For other immunologic factors, as expected, mobilization of innate immunity was relevant to infection risk and severity. In particular, granulocytes (e.g., neutrophils, monocytes) loaded significantly in stepwise models for COVID-19 infection and severity, but not cytokines such as C-Reactive Protein. C-Reactive Protein has been cited as a strong risk factor for COVID-1929. However, this marker merely reflects signaling of the acute phase response due to systemic infection, and changes to granulocytes in circulation already reflect this response. Although lymphopenia and suppression of humoral immunity have been noted in COVID-19, lymphocyte cell count did not load in final stepwise models.

We also confirmed and extended the importance of age, lipids, vascular health, and socioeconomic status, but while body mass was important it was not adiposity per se. Among mostly elderly adults in our UK Biobank sample, age was one of the few factors to impact both infection and severity risk. Perhaps in concert, lipoprotein metabolism changes with aging can induce hyperlipidemia, which is a risk factor for cardiovascular disease and may increase COVID-19 infection risk30. The lack of association with anthropometric or bioimpedance-derived fat mass was unexpected, whereas fat-free mass such as muscle and bone did load as a factor. We speculate that more bone mineral density and somatic muscle would reflect less cardiometabolic impairment and systemic inflammation, but mechanisms are unclear. Finally, levels of testosterone weakly loaded as a predictive factor for who would later develop COVID-19. Sex differences favoring COVID-19 infection in men are clear, where andropause induces less testosterone production, which normally downregulates inflammation and could increase COVID-19 susceptibility31.

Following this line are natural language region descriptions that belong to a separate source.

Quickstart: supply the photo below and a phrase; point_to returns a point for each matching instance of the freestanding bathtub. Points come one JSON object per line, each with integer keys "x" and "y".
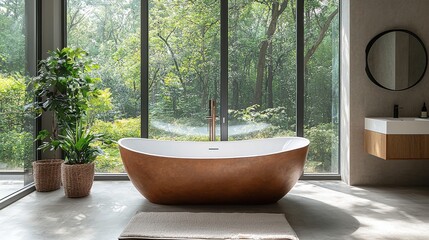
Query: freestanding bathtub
{"x": 230, "y": 172}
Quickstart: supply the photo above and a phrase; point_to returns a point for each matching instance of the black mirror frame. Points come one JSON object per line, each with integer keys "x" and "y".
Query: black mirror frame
{"x": 374, "y": 39}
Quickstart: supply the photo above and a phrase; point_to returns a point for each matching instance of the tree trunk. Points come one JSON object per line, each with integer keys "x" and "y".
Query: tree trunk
{"x": 276, "y": 10}
{"x": 173, "y": 56}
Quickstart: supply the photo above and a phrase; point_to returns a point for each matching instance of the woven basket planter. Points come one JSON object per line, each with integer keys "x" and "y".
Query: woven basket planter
{"x": 47, "y": 174}
{"x": 77, "y": 179}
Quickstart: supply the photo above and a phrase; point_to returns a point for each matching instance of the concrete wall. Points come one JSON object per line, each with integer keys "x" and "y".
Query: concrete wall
{"x": 361, "y": 21}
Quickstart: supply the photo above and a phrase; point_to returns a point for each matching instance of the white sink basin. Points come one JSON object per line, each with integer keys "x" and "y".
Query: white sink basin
{"x": 398, "y": 125}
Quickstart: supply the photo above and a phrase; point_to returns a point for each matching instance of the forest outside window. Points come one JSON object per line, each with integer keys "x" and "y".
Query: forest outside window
{"x": 18, "y": 47}
{"x": 185, "y": 61}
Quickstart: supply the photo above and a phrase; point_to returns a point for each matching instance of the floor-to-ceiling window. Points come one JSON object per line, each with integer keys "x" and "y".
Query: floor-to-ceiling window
{"x": 262, "y": 69}
{"x": 17, "y": 62}
{"x": 174, "y": 65}
{"x": 321, "y": 84}
{"x": 184, "y": 67}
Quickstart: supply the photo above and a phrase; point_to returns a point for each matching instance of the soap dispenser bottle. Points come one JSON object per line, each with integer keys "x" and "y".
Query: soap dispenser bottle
{"x": 424, "y": 113}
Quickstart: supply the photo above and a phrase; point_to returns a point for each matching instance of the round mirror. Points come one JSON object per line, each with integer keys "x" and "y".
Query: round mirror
{"x": 396, "y": 59}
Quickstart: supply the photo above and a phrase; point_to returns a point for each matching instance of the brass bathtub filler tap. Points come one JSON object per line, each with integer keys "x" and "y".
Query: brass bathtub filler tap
{"x": 212, "y": 120}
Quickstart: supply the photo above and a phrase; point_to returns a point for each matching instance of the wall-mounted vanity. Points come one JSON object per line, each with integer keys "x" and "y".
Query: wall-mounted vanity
{"x": 397, "y": 138}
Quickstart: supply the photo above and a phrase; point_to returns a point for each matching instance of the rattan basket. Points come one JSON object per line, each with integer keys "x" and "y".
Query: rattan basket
{"x": 47, "y": 174}
{"x": 77, "y": 179}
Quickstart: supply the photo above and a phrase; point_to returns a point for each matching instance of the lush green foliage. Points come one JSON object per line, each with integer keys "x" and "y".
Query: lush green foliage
{"x": 16, "y": 138}
{"x": 184, "y": 69}
{"x": 63, "y": 85}
{"x": 78, "y": 144}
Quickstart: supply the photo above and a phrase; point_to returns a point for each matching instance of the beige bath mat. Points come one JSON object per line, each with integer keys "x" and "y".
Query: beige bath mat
{"x": 184, "y": 225}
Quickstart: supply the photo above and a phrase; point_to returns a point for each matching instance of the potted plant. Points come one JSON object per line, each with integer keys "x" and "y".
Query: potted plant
{"x": 62, "y": 87}
{"x": 77, "y": 171}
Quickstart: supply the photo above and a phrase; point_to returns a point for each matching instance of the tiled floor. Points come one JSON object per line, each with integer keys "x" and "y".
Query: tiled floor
{"x": 315, "y": 209}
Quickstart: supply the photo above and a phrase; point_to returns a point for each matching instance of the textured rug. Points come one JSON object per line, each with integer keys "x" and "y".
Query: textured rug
{"x": 185, "y": 225}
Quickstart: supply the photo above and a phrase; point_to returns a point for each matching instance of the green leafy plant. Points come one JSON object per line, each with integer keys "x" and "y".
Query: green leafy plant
{"x": 64, "y": 87}
{"x": 78, "y": 144}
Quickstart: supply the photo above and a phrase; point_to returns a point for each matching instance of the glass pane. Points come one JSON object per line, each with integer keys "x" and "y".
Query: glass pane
{"x": 183, "y": 67}
{"x": 109, "y": 30}
{"x": 17, "y": 62}
{"x": 262, "y": 69}
{"x": 321, "y": 121}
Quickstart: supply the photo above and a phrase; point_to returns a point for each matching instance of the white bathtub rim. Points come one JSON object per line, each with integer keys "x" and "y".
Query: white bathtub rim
{"x": 304, "y": 142}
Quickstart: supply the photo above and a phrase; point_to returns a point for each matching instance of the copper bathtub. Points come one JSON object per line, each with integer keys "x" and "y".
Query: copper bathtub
{"x": 231, "y": 172}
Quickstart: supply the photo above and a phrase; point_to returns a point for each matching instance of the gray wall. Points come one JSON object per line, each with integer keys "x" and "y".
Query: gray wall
{"x": 362, "y": 20}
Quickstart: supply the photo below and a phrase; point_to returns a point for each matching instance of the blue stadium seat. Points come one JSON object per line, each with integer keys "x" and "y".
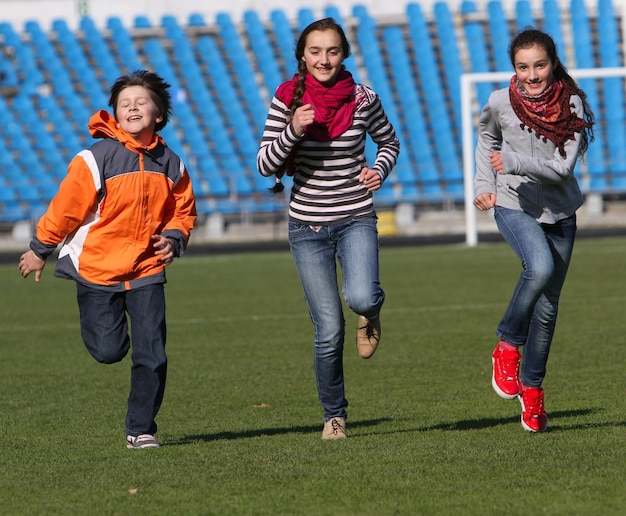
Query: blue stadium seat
{"x": 452, "y": 67}
{"x": 196, "y": 20}
{"x": 123, "y": 45}
{"x": 553, "y": 26}
{"x": 262, "y": 50}
{"x": 284, "y": 38}
{"x": 524, "y": 15}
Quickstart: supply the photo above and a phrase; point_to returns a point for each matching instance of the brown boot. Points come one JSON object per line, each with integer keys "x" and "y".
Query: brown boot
{"x": 334, "y": 428}
{"x": 368, "y": 336}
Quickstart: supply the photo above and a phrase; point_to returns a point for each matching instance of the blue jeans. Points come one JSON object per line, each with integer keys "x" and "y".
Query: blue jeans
{"x": 316, "y": 251}
{"x": 545, "y": 251}
{"x": 104, "y": 328}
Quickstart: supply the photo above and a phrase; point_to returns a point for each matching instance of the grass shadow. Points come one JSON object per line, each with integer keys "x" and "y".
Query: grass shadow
{"x": 306, "y": 429}
{"x": 482, "y": 423}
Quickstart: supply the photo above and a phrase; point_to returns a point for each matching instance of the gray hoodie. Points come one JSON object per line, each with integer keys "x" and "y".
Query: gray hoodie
{"x": 536, "y": 179}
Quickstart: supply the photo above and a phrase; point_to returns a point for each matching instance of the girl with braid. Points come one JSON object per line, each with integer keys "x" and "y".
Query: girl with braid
{"x": 529, "y": 138}
{"x": 315, "y": 131}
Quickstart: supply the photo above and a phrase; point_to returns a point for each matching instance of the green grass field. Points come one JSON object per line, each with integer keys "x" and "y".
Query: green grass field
{"x": 241, "y": 424}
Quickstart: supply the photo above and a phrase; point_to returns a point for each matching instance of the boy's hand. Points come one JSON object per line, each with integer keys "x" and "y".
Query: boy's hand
{"x": 163, "y": 246}
{"x": 30, "y": 262}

Several major limitations should be noted. The number of UK Biobank participants with COVID-19 and serology data is low, particularly for positive test cases. This could consequently lead to model overfitting or misestimation. Several steps were taken to guard against this problem, including feature reduction through LDA, bootstrapped parameter estimation to guard against parametric assumption violations, and several cross-validation steps to maximize robustness. We also rigorously tested each predictor or set of predictors in the main sample and serology sub-group, where we found that model fit was not overly biased in general despite sample size differences. Nonetheless, we recognize future work must use much larger sample sizes to verify the usefulness of serology data. Another limitation was that using test case data nested within a participant violates the assumption of independence, which can lead to gross misestimation. While we ameliorated this issue using permutation testing, other latent concerns with the data like type 2 error may be present. We also chose to use LDA over other machine learning algorithms, where LDA tends to provide more conservative estimates. This was intentional, because it is still largely unknown how risk factors alone or additively reflect overall risk for COVID-19 infection and disease severity. Finally, we only looked at the so called main effects of all predictors instead of complex interactions, such as darker skin, vitamin D levels, and COVID-19 infection risk. Such interactions were beyond the scope of this report, but may be promising avenues to explore in future studies.

Conclusions

In summary, this study systematically used retrospective data in a community cohort to predict who would develop COVID-19 and if the disease course was presumptively severe. Despite baseline data having been collected 10–14 years ago, we achieved excellent to encouraging results by combining several sets of established and novel risk factors together. It is especially interesting that serological data performed as well as or better than other data types. Future work should leverage markers of host immunity to inform what may happen when the host is challenged by COVID-19.